Subgenres
- Psychological thriller, psychological horror, psychological drama, psychological science fiction

= Psychological fiction =

Literary genre

In literature, psychological fiction (also psychological realism) is a narrative genre that emphasizes interior characterization and motivation to explore the spiritual, emotional, and mental lives of its characters. The mode of narration examines the reasons for the behaviours of the character, which propel the plot and explain the story. Psychological realism is achieved with deep explorations and explanations of the mental states of the character's inner person, usually through narrative modes such as stream of consciousness and flashbacks.

==Early examples==

The psychological novel has a rich past in the seventeenth- and eighteenth-century works of Mme de Lafayette, the Abbé Prévost, Samuel Richardson, Jean-Jacques Rousseau and many others, but it goes on being disinvented by ideologues and reinvented by their opponents because the subtleties of psychology defy most ideologies.

Yingying's Biography by Yuan Zhen, written in 9th-century Tang China, is a pioneering work of psychological fiction in the form of a short story (chuanqi). The Tale of Genji by Lady Murasaki, written in 11th-century Japan, was and is considered by many, including Jorge Luis Borges, as the first full-length psychological novel. French theorists Gilles Deleuze and Félix Guattari, in A Thousand Plateaus, evaluated the 12th-century Arthurian author Chrétien de Troyes' Lancelot, the Knight of the Cart and Perceval, the Story of the Grail as early examples of the style of the psychological novel. Another early example is the Portuguese pastoral romance Menina e Moça (1554) by Bernardim Ribeiro.

Stendhal's The Red and the Black and Madame de La Fayette's The Princess of Cleves are considered the first precursors of the psychological novel. The modern psychological novel originated, according to The Encyclopedia of the Novel, primarily in the works of Nobel laureate Knut Hamsun – in particular, Hunger (1890), Mysteries (1892), Pan (1894) and Victoria (1898).

==Notable examples==
One of the greatest writers of the genre was Fyodor Dostoyevsky. His novels deal strongly with ideas, and characters who embody these ideas, how they play out in real world circumstances, and the value of them, most notably The Brothers Karamazov and Crime and Punishment.

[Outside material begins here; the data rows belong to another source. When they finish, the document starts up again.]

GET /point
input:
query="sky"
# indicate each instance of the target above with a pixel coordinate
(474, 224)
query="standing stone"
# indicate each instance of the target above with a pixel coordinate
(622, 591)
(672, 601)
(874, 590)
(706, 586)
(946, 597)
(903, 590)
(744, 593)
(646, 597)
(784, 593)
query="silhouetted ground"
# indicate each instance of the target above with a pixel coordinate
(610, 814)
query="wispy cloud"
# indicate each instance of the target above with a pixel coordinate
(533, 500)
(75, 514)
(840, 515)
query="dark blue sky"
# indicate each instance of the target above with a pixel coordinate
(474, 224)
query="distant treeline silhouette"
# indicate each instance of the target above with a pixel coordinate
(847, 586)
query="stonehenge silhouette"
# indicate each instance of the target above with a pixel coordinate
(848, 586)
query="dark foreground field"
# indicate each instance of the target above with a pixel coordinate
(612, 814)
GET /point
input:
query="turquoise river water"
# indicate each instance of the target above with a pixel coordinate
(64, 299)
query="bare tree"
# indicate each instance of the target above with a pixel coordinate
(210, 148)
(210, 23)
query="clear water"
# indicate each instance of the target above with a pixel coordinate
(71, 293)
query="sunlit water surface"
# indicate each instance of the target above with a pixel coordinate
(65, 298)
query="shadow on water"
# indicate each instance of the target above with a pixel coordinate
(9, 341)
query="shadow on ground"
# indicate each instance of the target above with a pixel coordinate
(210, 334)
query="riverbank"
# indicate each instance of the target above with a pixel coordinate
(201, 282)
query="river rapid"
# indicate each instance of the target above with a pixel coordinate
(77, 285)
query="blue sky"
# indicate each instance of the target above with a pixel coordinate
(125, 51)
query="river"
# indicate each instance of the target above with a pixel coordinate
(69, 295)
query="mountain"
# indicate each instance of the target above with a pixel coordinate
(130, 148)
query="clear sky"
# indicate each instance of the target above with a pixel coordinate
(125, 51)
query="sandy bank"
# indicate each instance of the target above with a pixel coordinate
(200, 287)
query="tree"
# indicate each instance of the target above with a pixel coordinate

In the literature of the United States, Henry James, Patrick McGrath, Arthur Miller, and Edith Wharton are considered "major contributor[s] to the practice of psychological realism."

== Subgenres ==

=== Psychological thriller ===

A subgenre of the thriller and psychological novel genres, emphasizing the inner mind and mentality of characters in a creative work. Because of its complexity, the genre often overlaps and/or incorporates elements of mystery, drama, action, slasher, and horror — often psychological horror. It bears similarities to the Gothic and detective fiction genres.

=== Psychological horror ===

A subgenre of the horror and psychological novel genres that relies on the psychological, emotional and mental states of characters to generate horror. On occasions, it overlaps with the psychological thriller subgenre to enhance the story suspensefully.

=== Psychological drama ===

A subgenre of the drama and psychological novel genres, focuses upon the emotional, mental, and psychological development of characters in a dramatic work. One Flew Over the Cuckoo's Nest (1975) and Requiem for a Dream (2000), both based on novels, are notable examples of this subgenre.

=== Psychological science fiction ===

Psychological science fiction refers to works that focus is on the character's inner struggle dealing with political or technological forces. A Clockwork Orange (1971) is a notable example of this genre.